NEW YORK (TheStreet) -- Don't worry, folks: The economy -- like the weather -- will soon heat up after an unusually chilly winter, says Luke Tilley, chief economist at Wilmington Trust.

"We had a similarly harsh winter in 2014 and a lot of data points at that time such as retail sales, durable goods orders and manufacturing activity were also depressed," says Tilley. "But we had a fairly strong bounceback in the second and third quarters of last year, and we are expecting a fairly similar dynamic this year."

Tilley expects gross domestic product growth of 1.8% in the first quarter as a result of the harsh winter season. For the full year 2015, he sees economic expansion of 3%. GDP expanded at a 2.2% annual rate in the fourth quarter of 2014, below Wall Street estimates, due to a stronger dollar pressuring corporate profits.

Tilley expects the stronger dollar to weigh on export-oriented U.S. companies this coming earnings season. Offsetting that profit pressure, however, will be increased consumer spending due to lower energy prices, which has so far been absent from the economic data.

Not to fear, says Tilley. The energy dividend will soon start smoldering in consumers' pockets as well.

"There is no good historical relationship as to how long it takes people to spend the money they are saving at the pump, but that's coming soon and it's certainly part of the underlying strength that we see in the economy," says Tilley.

And while housing has historically led the economy back from recessions, Tilley said this recovery will be different because the sector was such a major component of the downturn. Although February new home sales came in at a Street-beating 539,000, Tilley cautioned against expecting too much good news in the coming spring selling-season due to affordability concerns. The problem, in his view, is that wages did not rise quickly enough to keep up with home prices during the recovery.
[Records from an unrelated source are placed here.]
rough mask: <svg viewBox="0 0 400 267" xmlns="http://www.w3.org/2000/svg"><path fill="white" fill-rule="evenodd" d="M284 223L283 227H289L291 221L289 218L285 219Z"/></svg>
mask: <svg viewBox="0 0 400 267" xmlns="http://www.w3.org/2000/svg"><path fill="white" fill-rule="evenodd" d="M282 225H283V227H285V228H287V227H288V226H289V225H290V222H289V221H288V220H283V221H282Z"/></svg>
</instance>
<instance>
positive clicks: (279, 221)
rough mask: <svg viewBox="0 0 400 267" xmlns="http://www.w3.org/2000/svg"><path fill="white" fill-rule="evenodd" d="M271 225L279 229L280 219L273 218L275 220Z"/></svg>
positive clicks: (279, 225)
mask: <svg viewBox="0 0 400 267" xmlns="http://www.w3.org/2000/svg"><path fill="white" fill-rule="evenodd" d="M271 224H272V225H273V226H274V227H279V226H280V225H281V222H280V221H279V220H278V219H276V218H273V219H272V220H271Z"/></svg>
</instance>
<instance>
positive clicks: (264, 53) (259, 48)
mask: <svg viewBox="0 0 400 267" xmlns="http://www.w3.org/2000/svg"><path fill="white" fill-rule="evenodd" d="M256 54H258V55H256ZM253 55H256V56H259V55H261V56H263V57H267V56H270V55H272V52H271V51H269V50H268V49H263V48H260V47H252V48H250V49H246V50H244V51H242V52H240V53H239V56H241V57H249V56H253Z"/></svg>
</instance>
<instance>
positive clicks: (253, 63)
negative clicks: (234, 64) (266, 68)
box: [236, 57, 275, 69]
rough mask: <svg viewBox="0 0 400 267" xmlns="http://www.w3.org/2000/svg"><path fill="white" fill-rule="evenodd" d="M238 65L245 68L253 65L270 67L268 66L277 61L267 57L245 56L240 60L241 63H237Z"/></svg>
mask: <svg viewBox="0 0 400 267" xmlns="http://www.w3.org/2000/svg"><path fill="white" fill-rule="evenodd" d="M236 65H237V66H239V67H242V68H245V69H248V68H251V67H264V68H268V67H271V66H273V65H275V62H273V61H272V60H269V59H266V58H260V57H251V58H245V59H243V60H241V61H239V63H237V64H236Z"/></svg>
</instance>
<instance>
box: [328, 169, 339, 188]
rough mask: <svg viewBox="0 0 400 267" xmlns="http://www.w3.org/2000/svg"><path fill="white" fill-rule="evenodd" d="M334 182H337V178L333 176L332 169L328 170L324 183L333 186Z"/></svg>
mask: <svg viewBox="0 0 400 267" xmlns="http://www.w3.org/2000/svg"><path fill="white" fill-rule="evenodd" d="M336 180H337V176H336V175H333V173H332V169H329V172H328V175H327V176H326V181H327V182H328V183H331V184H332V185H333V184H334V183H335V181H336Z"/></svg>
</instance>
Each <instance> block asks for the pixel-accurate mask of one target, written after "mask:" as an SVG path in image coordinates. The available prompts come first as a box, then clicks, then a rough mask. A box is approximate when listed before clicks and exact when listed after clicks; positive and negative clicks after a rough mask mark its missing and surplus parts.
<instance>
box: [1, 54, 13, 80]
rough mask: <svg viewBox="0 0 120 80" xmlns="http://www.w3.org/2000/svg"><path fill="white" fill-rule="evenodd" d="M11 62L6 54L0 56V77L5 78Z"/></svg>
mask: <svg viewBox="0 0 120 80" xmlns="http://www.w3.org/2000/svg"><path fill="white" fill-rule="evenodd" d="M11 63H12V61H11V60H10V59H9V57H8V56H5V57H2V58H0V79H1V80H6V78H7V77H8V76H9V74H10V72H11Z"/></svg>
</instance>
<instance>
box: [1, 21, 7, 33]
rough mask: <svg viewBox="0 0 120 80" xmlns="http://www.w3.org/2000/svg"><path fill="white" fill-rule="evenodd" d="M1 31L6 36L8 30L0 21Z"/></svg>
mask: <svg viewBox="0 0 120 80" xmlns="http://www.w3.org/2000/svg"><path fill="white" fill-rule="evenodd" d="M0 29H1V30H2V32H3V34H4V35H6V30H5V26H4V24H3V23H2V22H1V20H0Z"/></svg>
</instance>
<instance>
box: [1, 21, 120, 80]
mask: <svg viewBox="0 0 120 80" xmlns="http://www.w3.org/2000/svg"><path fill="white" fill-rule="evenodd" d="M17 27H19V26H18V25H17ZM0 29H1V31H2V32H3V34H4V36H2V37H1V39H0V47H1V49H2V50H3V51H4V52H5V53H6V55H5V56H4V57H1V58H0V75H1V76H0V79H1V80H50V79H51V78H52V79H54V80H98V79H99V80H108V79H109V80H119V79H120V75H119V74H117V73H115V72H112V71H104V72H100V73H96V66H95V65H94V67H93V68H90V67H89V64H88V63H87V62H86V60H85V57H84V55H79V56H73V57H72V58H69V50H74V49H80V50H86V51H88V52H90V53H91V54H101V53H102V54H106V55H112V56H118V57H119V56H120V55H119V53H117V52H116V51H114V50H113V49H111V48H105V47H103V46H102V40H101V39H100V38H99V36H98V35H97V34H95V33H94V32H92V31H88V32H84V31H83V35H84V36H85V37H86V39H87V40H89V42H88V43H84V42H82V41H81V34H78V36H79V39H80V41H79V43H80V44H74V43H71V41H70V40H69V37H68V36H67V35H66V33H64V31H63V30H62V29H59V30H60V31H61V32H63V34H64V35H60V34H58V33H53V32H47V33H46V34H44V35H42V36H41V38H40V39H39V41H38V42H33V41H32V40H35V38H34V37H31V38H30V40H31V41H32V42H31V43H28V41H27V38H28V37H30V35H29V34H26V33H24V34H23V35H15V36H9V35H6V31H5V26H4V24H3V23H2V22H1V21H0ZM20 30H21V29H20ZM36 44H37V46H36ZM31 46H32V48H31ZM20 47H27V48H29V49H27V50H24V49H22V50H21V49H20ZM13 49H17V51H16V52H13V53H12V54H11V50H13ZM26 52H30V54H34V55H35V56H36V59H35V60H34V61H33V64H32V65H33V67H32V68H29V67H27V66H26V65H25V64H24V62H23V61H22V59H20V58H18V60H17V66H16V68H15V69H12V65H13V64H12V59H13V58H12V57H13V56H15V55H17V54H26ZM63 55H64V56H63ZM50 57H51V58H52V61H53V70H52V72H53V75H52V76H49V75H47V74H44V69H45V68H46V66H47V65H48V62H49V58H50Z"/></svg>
Of course, homes will become even less affordable, especially for first time home-buyers, if the Federal Reserve raises interest rates later this year as Tilley expects.

"That's something that the Fed needs to watch, and as investors we are watching it too," says Tilley. "But remember that if and when the Fed does raise rates, it means they see the economy as being strong and getting stronger -- just like we do."